If you are imaging an infrastructure, if I am in-band I insert myself between everything. I fool the switches into thinking they are talking to the servers, when [the servers] are talking to me and I fool them into thinking they are talking to the storage, when they are talking to me. As a result, you are never any faster than your weakest link.

So you have servers that are capable of pushing millions of I/Os per second, switches that are capable of pushing millions of I/Os per second, storage devices that are capable of pushing millions of I/Os per second, and not a single, in-band virtualisation device today, to my knowledge, that is capable of pushing millions of I/Os per second.

Also, because I am a fourth tier in the infrastructure, if I ever have a code issue, there is no way for, say, the storage device and a server either [side of the virtual pool] to know about it.

If I flip bits, they are abstracted from each other and so I, as the virtual device, have injected an integrity issue.

With out-of-band, we stay completely out of the data path and let the data flow back and forth and instead have a device that hand-shakes and talks to the switches and directors using, incidentally, a fabric application interface standard.
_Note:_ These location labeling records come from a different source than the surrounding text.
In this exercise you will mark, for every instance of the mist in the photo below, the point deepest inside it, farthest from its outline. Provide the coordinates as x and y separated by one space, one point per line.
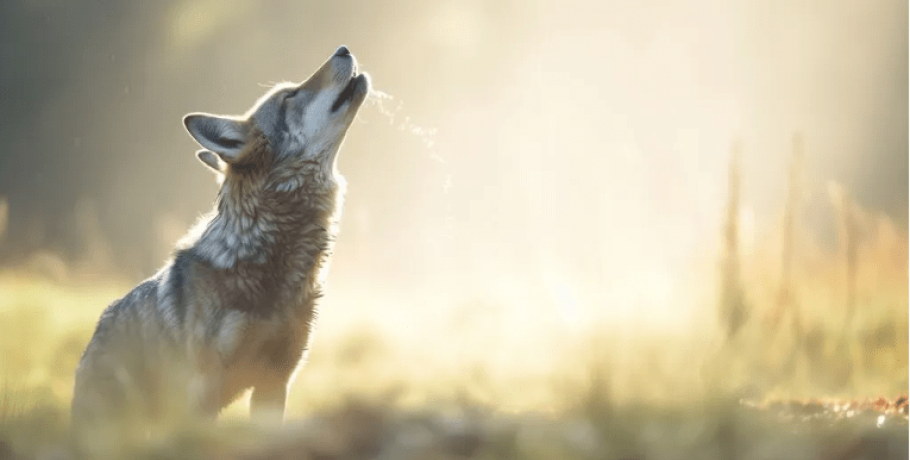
565 159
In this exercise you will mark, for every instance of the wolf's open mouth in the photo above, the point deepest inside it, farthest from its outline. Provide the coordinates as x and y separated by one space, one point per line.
346 93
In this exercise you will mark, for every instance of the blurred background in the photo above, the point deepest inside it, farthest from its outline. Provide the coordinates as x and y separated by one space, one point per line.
675 197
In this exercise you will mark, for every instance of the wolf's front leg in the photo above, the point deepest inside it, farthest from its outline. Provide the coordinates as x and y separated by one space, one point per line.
268 400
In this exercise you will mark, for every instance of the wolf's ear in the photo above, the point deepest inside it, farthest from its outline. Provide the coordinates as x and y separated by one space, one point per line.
224 136
211 159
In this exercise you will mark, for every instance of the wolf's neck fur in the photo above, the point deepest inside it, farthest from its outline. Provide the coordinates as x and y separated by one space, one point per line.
272 232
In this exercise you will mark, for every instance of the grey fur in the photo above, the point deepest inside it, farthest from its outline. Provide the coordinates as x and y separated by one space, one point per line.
235 306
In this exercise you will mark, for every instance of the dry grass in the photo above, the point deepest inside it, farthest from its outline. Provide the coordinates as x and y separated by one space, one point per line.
492 380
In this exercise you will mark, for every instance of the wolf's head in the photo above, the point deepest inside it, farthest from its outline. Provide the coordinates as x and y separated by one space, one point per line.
292 123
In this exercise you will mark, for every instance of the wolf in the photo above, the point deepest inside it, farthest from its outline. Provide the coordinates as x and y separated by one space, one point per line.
234 307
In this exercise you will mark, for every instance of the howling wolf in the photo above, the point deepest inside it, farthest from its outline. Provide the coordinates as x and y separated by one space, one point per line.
234 308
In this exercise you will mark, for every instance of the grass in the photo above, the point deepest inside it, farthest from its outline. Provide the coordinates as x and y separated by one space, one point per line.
498 378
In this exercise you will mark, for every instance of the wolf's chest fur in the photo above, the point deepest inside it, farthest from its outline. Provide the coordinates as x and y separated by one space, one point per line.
258 272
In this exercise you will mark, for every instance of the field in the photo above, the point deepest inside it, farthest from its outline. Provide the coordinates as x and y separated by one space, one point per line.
484 381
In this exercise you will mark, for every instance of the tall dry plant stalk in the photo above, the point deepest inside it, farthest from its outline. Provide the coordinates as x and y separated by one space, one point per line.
849 219
4 216
733 311
787 299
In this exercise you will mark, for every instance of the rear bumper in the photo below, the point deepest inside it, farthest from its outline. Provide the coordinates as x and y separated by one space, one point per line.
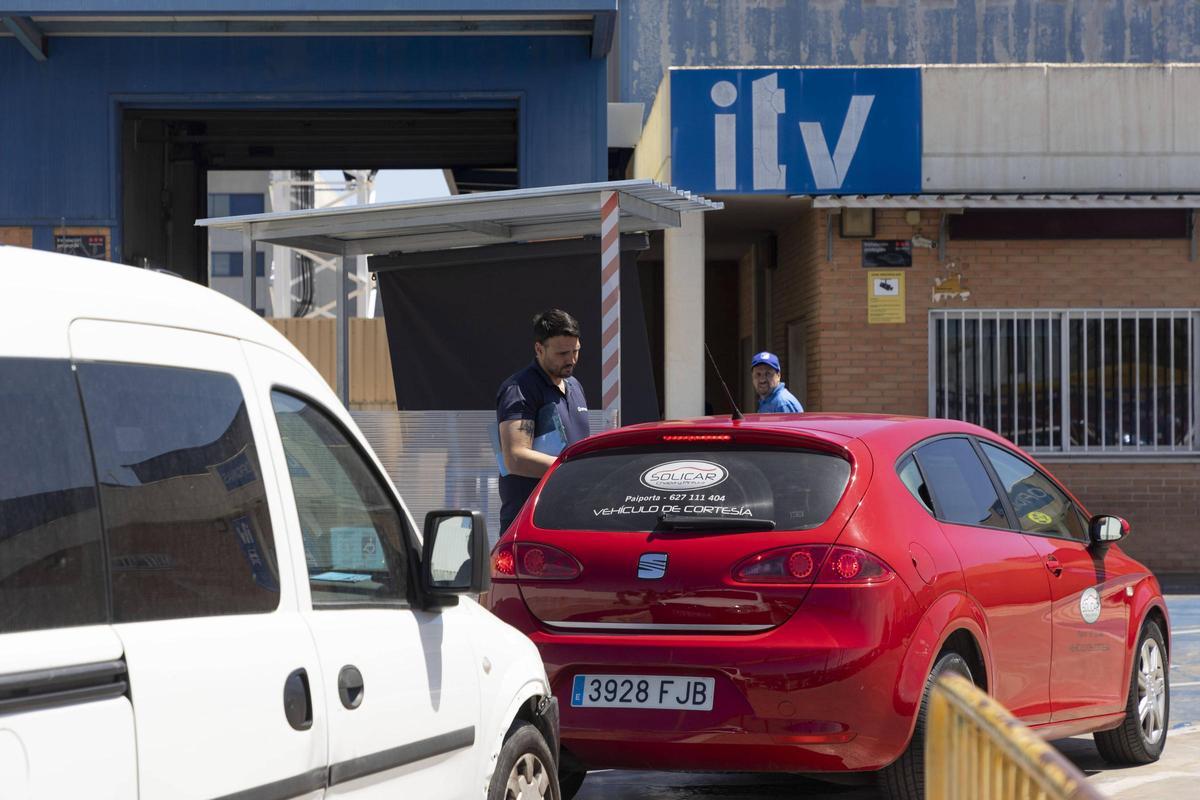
817 693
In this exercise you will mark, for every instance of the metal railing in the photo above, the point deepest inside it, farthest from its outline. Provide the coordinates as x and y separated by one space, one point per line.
1081 382
976 749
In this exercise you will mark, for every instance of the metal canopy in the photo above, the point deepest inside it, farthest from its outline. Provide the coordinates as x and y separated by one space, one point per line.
1032 202
604 209
469 220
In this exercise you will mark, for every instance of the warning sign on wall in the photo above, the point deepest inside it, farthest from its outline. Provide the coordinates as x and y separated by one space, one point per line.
17 236
885 298
87 242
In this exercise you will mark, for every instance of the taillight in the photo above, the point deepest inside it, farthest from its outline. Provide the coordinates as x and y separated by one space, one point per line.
504 563
783 565
852 565
813 563
533 561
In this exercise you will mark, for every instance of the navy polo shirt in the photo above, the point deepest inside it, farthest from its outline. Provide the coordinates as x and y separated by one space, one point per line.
559 419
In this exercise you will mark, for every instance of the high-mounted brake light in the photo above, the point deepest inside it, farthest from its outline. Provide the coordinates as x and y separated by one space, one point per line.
697 437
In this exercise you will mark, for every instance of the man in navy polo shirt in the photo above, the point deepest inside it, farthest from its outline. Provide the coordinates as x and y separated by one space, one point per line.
773 395
539 410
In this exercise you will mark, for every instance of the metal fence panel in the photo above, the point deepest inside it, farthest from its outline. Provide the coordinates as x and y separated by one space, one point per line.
1119 380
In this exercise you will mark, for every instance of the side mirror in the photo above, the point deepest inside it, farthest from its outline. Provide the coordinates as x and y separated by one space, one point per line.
454 555
1105 529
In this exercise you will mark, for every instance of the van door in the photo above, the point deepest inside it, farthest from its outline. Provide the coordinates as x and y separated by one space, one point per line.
223 671
64 691
400 684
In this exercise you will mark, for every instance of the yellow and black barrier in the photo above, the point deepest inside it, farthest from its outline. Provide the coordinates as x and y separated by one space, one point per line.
976 750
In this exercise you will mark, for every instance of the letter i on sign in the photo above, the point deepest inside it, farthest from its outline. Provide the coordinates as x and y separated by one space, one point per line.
725 137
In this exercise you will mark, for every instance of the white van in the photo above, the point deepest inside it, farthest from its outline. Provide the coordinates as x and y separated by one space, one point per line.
208 585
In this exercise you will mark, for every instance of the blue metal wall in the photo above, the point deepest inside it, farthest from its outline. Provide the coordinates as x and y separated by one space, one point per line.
658 34
60 125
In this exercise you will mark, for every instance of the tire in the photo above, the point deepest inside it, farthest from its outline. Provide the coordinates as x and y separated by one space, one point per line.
569 782
525 769
1141 735
571 773
905 777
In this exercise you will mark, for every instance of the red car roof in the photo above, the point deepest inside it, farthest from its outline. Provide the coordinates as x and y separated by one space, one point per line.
881 432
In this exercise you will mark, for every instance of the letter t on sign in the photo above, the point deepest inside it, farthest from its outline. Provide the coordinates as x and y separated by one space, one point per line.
769 101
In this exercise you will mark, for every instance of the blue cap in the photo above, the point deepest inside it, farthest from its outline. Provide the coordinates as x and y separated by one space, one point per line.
768 359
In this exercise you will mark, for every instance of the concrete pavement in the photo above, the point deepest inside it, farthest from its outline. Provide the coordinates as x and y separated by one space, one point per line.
1175 775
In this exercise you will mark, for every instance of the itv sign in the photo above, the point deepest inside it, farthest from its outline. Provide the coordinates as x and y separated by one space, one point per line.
796 131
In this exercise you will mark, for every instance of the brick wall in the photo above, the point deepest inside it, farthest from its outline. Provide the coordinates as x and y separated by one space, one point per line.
883 368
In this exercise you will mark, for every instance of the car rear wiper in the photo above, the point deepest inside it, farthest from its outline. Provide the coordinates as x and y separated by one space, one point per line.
691 522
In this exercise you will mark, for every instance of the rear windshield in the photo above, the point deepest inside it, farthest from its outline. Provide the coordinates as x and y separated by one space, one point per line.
637 489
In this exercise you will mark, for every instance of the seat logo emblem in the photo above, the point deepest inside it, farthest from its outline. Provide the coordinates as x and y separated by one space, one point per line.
652 565
1090 605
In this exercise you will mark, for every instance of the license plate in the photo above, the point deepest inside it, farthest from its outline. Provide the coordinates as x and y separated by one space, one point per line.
676 692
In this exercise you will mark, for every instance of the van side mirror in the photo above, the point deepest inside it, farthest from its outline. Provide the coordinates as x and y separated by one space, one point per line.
1105 529
454 555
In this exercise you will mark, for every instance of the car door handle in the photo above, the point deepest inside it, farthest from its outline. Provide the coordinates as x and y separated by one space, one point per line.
298 701
349 686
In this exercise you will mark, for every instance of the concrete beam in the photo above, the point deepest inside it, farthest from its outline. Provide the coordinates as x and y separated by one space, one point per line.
29 35
684 318
493 229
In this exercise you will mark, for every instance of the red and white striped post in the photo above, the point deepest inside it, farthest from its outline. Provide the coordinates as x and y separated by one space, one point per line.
610 307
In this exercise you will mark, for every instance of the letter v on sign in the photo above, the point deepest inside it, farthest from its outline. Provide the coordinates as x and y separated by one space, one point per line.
831 172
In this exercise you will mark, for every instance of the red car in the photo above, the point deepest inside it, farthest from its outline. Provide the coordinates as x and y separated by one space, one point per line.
778 594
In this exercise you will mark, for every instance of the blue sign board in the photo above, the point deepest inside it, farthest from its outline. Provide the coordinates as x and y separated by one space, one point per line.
796 131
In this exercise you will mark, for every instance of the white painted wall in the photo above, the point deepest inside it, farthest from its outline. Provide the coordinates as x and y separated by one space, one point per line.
1061 128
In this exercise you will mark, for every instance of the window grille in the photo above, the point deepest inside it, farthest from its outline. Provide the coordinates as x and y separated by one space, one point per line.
1080 382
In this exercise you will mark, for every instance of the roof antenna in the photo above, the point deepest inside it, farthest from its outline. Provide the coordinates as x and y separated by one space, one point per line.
737 413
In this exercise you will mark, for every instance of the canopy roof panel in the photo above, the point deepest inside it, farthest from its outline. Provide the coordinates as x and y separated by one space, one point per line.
469 220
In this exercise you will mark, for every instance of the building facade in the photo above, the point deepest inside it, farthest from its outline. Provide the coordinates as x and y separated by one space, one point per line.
919 223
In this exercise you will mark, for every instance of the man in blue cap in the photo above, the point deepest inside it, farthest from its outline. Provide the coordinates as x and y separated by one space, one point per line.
773 395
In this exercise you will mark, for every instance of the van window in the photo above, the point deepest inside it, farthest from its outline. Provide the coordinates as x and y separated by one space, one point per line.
958 480
1039 506
181 493
631 489
353 535
52 564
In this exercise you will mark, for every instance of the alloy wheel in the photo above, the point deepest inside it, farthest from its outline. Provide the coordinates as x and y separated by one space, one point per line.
1151 691
528 780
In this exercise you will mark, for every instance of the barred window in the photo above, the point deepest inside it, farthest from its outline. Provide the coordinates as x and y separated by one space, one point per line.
1071 382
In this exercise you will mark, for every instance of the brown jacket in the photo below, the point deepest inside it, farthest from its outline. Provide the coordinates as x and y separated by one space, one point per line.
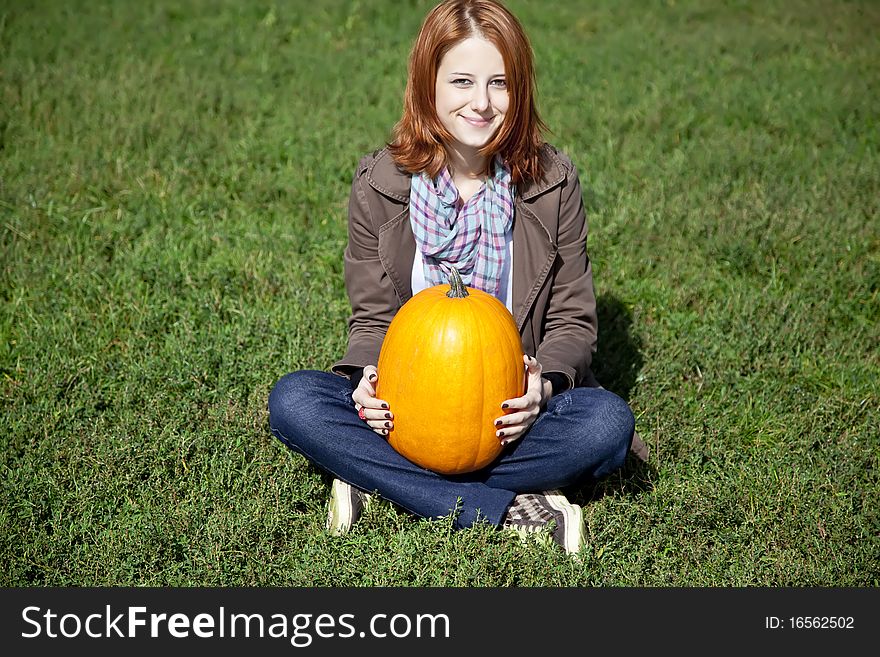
554 304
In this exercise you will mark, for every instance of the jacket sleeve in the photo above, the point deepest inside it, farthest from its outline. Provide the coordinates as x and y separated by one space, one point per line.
370 292
571 324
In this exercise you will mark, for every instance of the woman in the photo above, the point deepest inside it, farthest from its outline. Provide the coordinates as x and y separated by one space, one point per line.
467 182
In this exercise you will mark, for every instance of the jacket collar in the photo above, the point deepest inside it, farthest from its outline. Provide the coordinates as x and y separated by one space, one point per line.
386 177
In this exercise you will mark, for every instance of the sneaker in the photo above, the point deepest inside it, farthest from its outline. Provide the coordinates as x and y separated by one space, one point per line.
639 448
347 503
532 513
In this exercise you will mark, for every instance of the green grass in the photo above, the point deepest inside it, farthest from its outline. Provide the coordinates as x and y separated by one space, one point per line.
173 183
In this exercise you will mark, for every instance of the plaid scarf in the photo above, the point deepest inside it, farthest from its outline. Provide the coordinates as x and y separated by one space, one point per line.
468 236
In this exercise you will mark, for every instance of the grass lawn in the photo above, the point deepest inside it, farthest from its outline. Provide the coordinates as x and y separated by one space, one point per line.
173 186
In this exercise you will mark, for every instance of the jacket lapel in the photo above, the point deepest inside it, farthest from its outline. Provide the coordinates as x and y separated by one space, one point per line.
533 248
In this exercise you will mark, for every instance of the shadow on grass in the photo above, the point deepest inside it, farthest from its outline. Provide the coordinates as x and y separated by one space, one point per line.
618 359
616 365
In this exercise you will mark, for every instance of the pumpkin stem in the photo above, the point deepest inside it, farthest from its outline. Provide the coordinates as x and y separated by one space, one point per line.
457 290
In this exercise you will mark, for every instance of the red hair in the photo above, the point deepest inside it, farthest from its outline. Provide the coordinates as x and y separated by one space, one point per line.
419 137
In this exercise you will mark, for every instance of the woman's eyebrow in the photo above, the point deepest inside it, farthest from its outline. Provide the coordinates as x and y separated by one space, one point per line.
494 75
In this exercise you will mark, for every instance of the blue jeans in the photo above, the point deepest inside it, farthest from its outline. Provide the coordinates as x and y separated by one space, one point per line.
584 433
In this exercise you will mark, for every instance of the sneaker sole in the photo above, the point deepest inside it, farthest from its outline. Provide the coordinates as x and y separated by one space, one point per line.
574 520
339 509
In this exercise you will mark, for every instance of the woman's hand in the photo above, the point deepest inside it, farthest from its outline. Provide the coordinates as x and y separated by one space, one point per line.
374 412
514 425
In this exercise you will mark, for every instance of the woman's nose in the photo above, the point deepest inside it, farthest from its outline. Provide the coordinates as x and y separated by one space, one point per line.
480 99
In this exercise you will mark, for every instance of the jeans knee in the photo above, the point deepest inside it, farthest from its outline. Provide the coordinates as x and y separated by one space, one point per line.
293 396
609 425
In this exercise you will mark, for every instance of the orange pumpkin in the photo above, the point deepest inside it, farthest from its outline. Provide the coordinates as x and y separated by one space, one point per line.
450 357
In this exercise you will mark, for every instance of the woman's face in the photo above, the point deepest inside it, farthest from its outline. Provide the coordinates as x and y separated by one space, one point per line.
471 92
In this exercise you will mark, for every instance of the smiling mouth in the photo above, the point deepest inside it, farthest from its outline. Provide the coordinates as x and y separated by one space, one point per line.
479 123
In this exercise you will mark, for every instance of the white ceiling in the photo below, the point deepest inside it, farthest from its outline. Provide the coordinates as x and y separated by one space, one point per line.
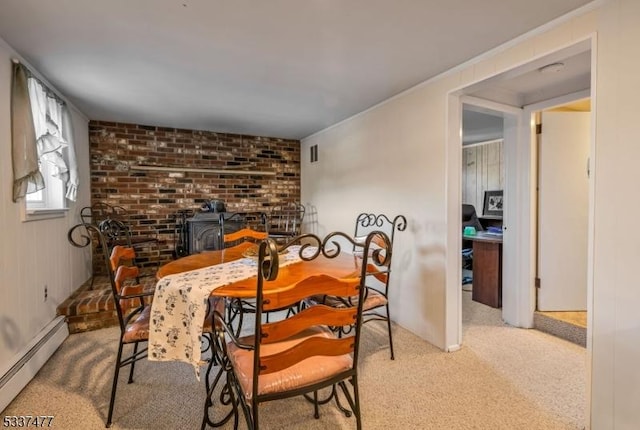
281 68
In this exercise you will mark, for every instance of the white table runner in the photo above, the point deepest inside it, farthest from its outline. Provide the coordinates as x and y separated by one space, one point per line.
180 305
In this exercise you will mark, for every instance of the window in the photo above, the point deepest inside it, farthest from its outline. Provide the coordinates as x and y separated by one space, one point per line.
51 197
45 171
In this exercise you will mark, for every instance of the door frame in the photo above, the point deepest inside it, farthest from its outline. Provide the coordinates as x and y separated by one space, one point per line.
529 112
519 209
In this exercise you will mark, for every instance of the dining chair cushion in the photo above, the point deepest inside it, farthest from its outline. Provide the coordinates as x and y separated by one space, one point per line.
138 329
373 300
309 371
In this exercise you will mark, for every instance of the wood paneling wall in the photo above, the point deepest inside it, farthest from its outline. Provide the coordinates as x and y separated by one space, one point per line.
482 170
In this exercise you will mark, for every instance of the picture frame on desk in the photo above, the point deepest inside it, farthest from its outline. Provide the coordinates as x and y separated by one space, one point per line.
493 203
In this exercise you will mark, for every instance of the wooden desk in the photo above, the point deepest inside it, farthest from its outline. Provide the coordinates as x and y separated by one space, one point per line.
487 268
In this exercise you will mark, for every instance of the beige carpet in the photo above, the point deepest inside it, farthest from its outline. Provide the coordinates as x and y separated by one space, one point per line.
503 378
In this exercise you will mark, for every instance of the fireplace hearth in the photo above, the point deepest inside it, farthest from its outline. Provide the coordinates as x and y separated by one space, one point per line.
204 231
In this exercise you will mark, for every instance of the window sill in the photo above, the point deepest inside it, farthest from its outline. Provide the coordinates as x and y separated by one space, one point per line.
42 214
So, contrary to popular belief, there is an emerging standard for how storage network virtualisation gets done. Anyway, using that standard I will talk to the devices, but I will never, never, ever interfere with the data flow so it is physically impossible for me, as the virtualisation device, to interfere with data flowing through the I/Os. I also cannot impact the integrity of those I/Os, since I never touch them.

So I have removed the performance block. In an in-band device, 100 percent of the I/Os will slow down 100 percent of the time. That just does not happen with out-of-band.

The catch in doing this is that to get it right, you must get it perfect right out of the chute. That is why Invista was the longest running and most heavily tested product in our entire history.